訳: Hiroyuki HANAI <hanai@FreeBSD.org>, 1997 年 9 月 13 日.
CTM はリモートのディレクトリツリーを中央のツリーに同期させるための 手段です. これはFreeBSDのソースツリーの配布を行なうために開発されまし たが, 時が経つにつれて別の目的にも有用であることがわかるかも しれません. デルタを作り出す処理に関するドキュメントは現在ほとんど ありません. 従って, もしあなたがCTM を他のことに使いたいなら Poul-Henning Kamp <phk@FreeBSD.org>にさらなる情報を問い合わせてください.
CTM を使うことにより FreeBSD ソースツリーのローカルコピーを手にいれることができます. ソースツリーが使えることの魅力は数多くあります. 完全な cvs ツリーを追いかけるにしても, ひとつのブランチを追いかける にしても CTM は必要な情報を与えてくれます. もしあなたがFreeBSDのアクティブな開発者であるにもかかわらず お粗末なTCP/IP接続しか持っていなかったり, またはTCP/IP接続が 行なえないとしたら, あるいは単に変更が自動的に送られてきて ほしいというのであれば CTM はそんなあなたのために 作られたのです. アクティブなブランチでは 1 日に最大三つまでのデルタを受け取る必要があります. これが自動的に e-mail で送られてくるという方法を ぜひ検討してみてください. デルタのサイズは常にできるだけ小さく保たれています. 大抵の場合5KBよりも小さく, たまに(10回に1回程度)10-50KBになり, ときおり100KBかもっと大きくなるでしょう.

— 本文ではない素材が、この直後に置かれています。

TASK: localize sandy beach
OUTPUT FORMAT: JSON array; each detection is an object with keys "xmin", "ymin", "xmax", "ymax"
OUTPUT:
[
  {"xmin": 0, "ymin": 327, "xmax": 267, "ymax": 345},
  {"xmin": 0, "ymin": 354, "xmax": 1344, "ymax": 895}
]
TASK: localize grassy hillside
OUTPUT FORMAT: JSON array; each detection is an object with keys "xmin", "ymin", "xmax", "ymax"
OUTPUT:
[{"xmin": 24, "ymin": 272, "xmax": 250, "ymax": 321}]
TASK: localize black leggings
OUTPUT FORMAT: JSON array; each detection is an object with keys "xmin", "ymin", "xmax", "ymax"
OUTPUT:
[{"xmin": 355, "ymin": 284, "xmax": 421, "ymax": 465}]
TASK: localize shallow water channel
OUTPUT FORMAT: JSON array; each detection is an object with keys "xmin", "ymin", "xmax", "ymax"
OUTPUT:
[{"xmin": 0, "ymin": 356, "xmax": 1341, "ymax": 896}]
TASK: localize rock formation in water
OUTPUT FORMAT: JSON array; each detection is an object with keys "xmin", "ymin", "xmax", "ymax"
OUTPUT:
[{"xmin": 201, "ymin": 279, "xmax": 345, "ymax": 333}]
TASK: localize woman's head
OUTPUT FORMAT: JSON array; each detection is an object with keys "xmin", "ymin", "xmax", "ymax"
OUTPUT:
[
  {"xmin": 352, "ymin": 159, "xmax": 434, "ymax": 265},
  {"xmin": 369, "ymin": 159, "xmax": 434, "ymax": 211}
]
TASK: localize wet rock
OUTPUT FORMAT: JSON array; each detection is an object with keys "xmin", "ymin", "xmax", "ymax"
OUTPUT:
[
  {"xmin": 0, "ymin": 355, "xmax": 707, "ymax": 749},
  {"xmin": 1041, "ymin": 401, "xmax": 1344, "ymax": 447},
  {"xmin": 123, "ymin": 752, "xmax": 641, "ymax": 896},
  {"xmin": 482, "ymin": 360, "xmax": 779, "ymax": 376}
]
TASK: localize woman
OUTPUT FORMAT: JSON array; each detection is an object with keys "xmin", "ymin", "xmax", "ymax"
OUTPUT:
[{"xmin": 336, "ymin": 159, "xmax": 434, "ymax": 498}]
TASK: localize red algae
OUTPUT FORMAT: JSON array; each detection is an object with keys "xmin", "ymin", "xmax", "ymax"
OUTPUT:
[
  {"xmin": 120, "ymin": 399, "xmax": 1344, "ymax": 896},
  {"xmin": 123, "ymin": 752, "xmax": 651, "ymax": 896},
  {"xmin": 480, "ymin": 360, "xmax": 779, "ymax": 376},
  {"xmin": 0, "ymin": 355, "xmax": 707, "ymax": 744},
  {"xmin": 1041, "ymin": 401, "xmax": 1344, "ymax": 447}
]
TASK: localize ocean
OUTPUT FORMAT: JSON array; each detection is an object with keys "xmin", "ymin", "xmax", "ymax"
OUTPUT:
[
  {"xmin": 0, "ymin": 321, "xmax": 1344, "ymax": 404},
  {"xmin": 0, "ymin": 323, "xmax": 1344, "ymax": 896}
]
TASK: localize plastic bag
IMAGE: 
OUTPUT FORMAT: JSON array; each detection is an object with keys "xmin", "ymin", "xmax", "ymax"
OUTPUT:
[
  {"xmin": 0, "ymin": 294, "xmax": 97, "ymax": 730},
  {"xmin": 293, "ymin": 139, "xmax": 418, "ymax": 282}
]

開発ソースから直接に得られたものを使うことについては, あらかじめパッケージにされたリリースとは違い, いろいろと注意することが あります. これは特に ``current'' のソースを選んでいるときは重要です. 最新の FreeBSD を追いかけるを読むことをお勧めします.
二つのものが必要でしょう: CTM プログラムとそれに与える (``current'' レベルを得るための)最初のデルタです.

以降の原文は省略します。